In the 60s, Canon and Nikon invented lightweight 35mm SLR cameras, just as the first surf mags began to appear. Not having to drag the equivalent of a piano-accordion through the surf, guys like Don James (remarkably, also a dentist), John Severson and Leroy Grannis got ever closer to the action.
It’s said that none of these people understood the power of colour in surf shots until Surfer magazine’s Ron Stoner. Look up his work: he makes you feel like crying and immediately going surfing. Mental health troubles and drug abuse robbed him of his best years but briefly he was happy and productive. He filed his last shots in ‘71, vanished in Hawaii in 1977 and was declared dead in 1994. Matt Warshaw captured him perfectly: “Stoner took the kind of shots that you didn’t want to look at as much as you wanted to step into.”
Art Brewer, Jeff Divine and the late Warren Bolster ruled the ‘70s. Bolster came from skateboarding culture, and made wild, kinetic images. His surfing looked like skating, a celebration of human bodies in flight.
Nothing happened in the eighties until people started photographing Danny Kwock. Don King was the hero, an impressive athlete who was unafraid to shoot the north shore reefs from the water.
From there, the advances in tech meant that electronics become the heroes, and not the humans handling them: the Canon EOS system, Thomas Knoll’s invention of Photoshop in 1990, and digital cameras by 2000. Now we’re hitting 60fps at 4K and Leroy Bellet is the future.

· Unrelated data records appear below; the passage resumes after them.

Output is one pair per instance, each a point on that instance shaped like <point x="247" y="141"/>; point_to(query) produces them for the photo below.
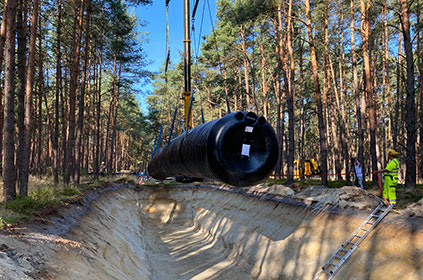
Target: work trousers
<point x="389" y="190"/>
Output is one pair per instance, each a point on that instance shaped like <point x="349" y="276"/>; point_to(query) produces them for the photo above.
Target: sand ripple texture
<point x="210" y="233"/>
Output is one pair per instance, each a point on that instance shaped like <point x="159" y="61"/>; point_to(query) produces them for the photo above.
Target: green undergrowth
<point x="45" y="195"/>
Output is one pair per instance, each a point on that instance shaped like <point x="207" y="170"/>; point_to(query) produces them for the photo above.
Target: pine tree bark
<point x="410" y="176"/>
<point x="290" y="95"/>
<point x="365" y="35"/>
<point x="420" y="83"/>
<point x="74" y="78"/>
<point x="56" y="154"/>
<point x="398" y="93"/>
<point x="107" y="143"/>
<point x="2" y="42"/>
<point x="318" y="96"/>
<point x="113" y="149"/>
<point x="81" y="107"/>
<point x="356" y="91"/>
<point x="9" y="179"/>
<point x="21" y="85"/>
<point x="41" y="89"/>
<point x="245" y="62"/>
<point x="98" y="104"/>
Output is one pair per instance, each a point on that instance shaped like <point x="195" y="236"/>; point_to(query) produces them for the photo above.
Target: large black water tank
<point x="240" y="149"/>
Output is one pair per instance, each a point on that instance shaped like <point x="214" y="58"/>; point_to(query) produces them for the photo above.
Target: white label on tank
<point x="245" y="150"/>
<point x="249" y="129"/>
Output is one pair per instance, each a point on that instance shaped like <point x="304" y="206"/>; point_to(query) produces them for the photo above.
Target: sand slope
<point x="208" y="232"/>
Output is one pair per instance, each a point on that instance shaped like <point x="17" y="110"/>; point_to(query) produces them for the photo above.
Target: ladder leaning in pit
<point x="336" y="261"/>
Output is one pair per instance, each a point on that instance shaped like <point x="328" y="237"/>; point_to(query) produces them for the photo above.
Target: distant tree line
<point x="335" y="78"/>
<point x="67" y="90"/>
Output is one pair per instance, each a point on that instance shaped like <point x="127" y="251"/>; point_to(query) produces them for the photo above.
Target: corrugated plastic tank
<point x="239" y="149"/>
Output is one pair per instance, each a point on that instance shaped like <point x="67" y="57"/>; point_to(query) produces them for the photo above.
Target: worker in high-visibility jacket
<point x="391" y="179"/>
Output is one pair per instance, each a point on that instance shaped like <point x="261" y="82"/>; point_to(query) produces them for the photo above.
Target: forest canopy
<point x="336" y="79"/>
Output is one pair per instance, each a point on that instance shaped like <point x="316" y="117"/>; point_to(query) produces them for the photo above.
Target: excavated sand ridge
<point x="207" y="233"/>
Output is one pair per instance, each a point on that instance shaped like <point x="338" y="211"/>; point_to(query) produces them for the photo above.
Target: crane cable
<point x="167" y="40"/>
<point x="219" y="58"/>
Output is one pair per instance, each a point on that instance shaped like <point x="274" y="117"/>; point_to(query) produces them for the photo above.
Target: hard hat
<point x="392" y="153"/>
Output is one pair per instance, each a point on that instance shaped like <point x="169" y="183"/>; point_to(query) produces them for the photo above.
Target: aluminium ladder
<point x="336" y="261"/>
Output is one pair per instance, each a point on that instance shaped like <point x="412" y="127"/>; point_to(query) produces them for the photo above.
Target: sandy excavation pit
<point x="210" y="233"/>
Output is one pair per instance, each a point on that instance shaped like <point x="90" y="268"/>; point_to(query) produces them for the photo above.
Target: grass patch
<point x="43" y="194"/>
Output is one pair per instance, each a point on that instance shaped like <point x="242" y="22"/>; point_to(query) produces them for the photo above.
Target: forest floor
<point x="29" y="249"/>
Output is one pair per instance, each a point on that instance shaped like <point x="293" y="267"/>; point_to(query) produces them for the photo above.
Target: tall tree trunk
<point x="245" y="62"/>
<point x="420" y="82"/>
<point x="21" y="65"/>
<point x="264" y="86"/>
<point x="74" y="77"/>
<point x="302" y="112"/>
<point x="9" y="180"/>
<point x="2" y="42"/>
<point x="290" y="95"/>
<point x="398" y="93"/>
<point x="114" y="124"/>
<point x="387" y="74"/>
<point x="78" y="140"/>
<point x="98" y="104"/>
<point x="410" y="177"/>
<point x="329" y="94"/>
<point x="56" y="154"/>
<point x="40" y="100"/>
<point x="365" y="35"/>
<point x="356" y="91"/>
<point x="322" y="126"/>
<point x="108" y="155"/>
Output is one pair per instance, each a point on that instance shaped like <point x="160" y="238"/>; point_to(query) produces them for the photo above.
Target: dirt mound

Another recent tech breakthrough: magazines discovered that women can operate cameras. Journalist Elizabeth Pepin-Silva was fed up to the back teeth (dentistry again) with surfing women being depicted as an assemblage of body parts, and became the first published female water photographer. In Australia we have heavy-water hero Shannon Glasson, Judy Scanlon, Hannah Anderson and Fran Miller, and plenty more emerging.
A surf story is just a Word document: a line of random ants stopped by Mortein. It is more or less nothing until the great blue pool of an image gives it depth and dynamism. No writer will admit it, but there it is. Now if you’ll excuse me, I’m late for a soiree on a superyacht.